WHY WE SHOULD SUPPORT TFL'S PROPOSED EXTENSION OF CYCLE SUPERHIGHWAY 2Just a quick post about TfL's planned proposals to extend Cycle Superhighway 2, the details of which can be viewed here.
Something has changed at TfL. They are daring to propose segregated cycle lanes/ tracks on the proposed CS2 extension which would run from the horrible Bow Interchange to Stratford Town Centre. They are also proposing to take the track behind some of the bus stops. A fair bit of the space for this is being taken away from traffic lanes (wow!).
The scheme is not perfect, but I am not going to debate that in detail here and besides, the Alternative Department for Transport's blog has plenty of detail.
There are many pundits, bloggers and activists out there who have an opinion on these issues and I really think that this scheme has got enough in it for most people. We should all be writing in support of the project and encourage people we know to do so as well. I have no problem with people making suggestions for improvements to the ideas as that is what consultation is for, but we cannot afford for dissenting voices (more on that in a bit).
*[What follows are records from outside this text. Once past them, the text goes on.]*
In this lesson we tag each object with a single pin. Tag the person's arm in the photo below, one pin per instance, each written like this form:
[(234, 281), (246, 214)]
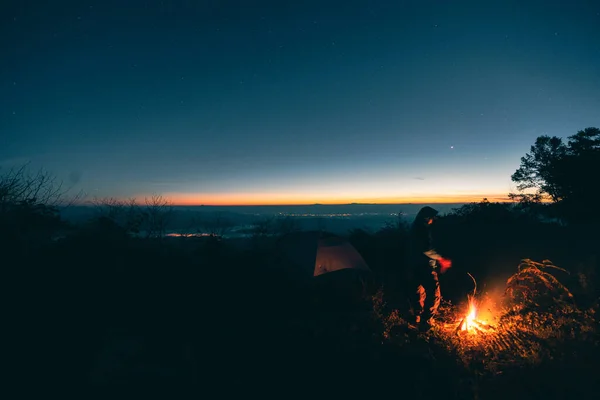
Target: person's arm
[(432, 254)]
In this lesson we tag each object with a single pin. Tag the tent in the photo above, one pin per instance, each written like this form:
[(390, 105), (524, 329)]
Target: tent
[(312, 254)]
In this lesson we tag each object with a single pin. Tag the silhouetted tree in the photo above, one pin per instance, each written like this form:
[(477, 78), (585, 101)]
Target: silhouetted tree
[(157, 212), (561, 172), (29, 204)]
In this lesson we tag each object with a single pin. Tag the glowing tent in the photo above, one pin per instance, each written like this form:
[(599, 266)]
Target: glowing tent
[(311, 254)]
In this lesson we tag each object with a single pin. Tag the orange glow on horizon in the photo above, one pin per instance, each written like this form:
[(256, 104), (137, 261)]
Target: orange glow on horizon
[(275, 199)]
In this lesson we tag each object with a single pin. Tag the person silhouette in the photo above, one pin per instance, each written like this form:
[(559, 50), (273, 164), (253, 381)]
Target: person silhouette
[(426, 264)]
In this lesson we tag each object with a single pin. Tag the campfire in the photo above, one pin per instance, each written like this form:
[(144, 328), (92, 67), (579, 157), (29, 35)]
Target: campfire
[(469, 322)]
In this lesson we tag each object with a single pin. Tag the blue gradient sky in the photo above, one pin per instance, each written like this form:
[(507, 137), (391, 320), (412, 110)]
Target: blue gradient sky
[(223, 102)]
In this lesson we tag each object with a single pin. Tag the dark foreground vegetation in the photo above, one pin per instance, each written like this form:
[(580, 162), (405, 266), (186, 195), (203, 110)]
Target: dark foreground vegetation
[(98, 311)]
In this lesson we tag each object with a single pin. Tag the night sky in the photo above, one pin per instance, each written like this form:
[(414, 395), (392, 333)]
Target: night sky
[(223, 102)]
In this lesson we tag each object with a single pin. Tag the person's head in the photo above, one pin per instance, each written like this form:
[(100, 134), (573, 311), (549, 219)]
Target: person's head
[(426, 216)]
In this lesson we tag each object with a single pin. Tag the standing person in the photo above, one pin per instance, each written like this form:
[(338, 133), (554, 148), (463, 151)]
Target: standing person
[(424, 261)]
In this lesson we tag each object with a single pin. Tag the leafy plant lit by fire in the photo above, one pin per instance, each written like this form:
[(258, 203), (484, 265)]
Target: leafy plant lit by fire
[(536, 312)]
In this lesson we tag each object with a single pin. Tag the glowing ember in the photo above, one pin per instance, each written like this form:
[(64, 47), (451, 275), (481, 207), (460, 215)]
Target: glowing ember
[(469, 323)]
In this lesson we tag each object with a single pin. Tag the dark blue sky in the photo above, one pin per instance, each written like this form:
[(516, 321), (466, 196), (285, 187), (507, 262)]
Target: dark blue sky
[(276, 102)]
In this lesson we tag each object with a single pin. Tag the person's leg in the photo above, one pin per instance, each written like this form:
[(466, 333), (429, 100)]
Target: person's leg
[(432, 298)]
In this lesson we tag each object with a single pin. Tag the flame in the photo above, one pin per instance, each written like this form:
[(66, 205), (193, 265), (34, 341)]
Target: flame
[(470, 321)]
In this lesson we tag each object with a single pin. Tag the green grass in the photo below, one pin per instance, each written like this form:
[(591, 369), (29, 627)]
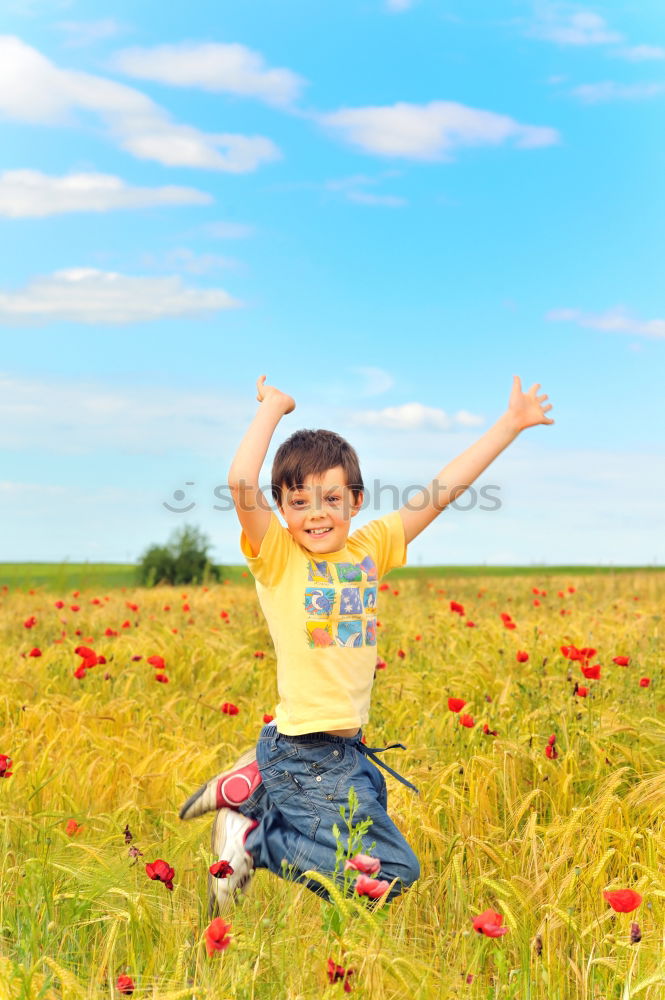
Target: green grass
[(66, 576)]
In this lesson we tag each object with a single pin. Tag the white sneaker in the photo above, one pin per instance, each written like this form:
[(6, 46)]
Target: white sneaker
[(229, 788), (229, 832)]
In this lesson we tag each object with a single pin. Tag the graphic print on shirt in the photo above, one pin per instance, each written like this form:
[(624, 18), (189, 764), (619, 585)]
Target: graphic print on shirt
[(350, 633), (320, 634), (318, 572), (319, 600), (341, 615)]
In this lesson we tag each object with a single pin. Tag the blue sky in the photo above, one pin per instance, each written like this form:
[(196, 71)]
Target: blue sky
[(388, 207)]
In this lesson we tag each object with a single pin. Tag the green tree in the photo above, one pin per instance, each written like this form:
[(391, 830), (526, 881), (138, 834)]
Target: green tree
[(184, 559)]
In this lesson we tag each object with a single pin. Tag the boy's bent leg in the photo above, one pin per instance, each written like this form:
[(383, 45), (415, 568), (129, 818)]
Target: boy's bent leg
[(306, 780)]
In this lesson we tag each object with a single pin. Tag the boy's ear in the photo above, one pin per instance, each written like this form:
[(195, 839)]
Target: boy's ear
[(357, 504)]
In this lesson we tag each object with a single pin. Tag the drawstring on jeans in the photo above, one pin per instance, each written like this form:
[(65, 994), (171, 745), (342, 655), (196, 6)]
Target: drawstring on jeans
[(371, 752)]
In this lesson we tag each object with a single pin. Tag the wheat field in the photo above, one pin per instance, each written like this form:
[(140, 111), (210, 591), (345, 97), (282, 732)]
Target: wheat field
[(96, 767)]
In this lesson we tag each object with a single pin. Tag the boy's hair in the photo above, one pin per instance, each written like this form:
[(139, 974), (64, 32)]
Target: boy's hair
[(313, 453)]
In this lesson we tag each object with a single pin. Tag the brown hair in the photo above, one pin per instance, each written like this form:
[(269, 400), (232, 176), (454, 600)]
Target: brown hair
[(313, 453)]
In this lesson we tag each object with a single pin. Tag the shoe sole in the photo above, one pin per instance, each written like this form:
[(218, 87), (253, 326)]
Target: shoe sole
[(208, 791), (220, 894)]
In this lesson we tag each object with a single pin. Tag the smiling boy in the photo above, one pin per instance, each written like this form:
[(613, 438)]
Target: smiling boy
[(317, 586)]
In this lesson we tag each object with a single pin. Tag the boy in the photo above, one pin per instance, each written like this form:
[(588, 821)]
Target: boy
[(317, 588)]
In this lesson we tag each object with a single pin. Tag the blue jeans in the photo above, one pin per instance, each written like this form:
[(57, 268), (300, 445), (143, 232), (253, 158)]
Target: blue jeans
[(305, 781)]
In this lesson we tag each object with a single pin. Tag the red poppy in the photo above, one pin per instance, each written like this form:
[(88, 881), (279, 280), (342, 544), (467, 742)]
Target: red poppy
[(337, 973), (217, 935), (161, 871), (221, 869), (623, 900), (372, 887), (363, 863), (489, 923)]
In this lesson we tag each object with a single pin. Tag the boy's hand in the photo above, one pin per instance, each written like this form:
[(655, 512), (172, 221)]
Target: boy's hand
[(525, 408), (263, 391)]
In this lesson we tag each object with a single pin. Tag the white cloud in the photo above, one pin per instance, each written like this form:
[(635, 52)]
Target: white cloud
[(566, 24), (32, 194), (413, 416), (431, 131), (81, 34), (594, 93), (86, 295), (33, 89), (616, 320), (232, 69), (377, 380), (61, 416), (641, 53)]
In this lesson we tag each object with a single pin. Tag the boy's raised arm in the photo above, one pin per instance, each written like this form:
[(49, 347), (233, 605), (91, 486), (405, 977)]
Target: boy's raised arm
[(250, 504), (525, 409)]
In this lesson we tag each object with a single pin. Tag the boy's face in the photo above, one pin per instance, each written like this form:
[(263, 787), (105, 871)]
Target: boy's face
[(324, 502)]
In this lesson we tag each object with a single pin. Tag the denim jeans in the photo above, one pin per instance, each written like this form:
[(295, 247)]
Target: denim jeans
[(305, 781)]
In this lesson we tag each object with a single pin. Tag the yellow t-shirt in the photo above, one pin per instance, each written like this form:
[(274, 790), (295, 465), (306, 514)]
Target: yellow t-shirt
[(321, 613)]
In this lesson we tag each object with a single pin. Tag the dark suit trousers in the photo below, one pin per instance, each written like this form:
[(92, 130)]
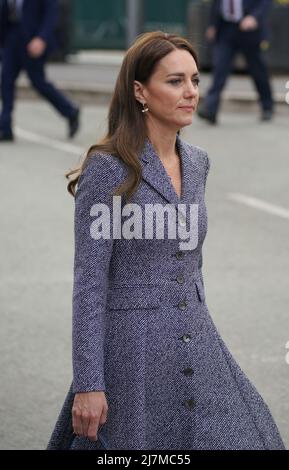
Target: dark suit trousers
[(224, 52), (15, 58)]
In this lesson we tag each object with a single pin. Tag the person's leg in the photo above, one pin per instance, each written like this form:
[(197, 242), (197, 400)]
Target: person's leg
[(36, 73), (223, 55), (258, 70), (11, 66)]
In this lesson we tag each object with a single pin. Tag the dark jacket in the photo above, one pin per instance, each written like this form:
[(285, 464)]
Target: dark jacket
[(257, 8), (39, 18)]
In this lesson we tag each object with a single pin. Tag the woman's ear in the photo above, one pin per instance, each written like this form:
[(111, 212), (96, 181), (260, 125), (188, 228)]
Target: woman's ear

Despite having an Olympic makeover, Stratford High Street is an urban motorway and in some ways worse than cycling along some of the outer London dual carriageways (not by much though!).
The reason that this scheme should be supported is that this is the first time (happy to be corrected) that such a radical scheme has been proposed for such a main artery in London and if it can be done here, just imagine how London could look and operate in the next few years.
I would love to have an account on how this scheme came into being in terms of the debate within TfL, what political buy-in there was and who is really pulling the strings.
I am also utterly convinced that many engineers working at TfL and the boroughs have it in them to pull off such radical changes to our highway network, but the thing which has stifled us is the lack of political and senior officer leadership and possibly them willing to take a risk on doing something so different from the predict and provide for the private car that the past 50 years has given us.
My three worries are:
(i) This scheme is actually on Newham's highway network and so will their politicians have the proverbials to see it through?
(ii) When this is shown to be a success, will TfL and the boroughs roll it out?
(iii) If the organised cycle lobby in-fights, then it might be another excuse not to do a proper job.
This could be the master stroke. If Newham throws the scheme out, then TfL can blame them - after all, they did their best to push a radical scheme. If the cycle lobby argues and in-fights, another excuse not to go ahead. But (and this is what is genuinely exciting), if the scheme goes in, it will give TfL and the boroughs the mandate to take this concept forward across London.
Here are two artist's impressions showing what this scheme could look like from TfL's website. I have submitted my response in support, please do the same.
London catches up with the rest and despite TfL's graphic, you don't need to be a MAMIL to use this cycle track!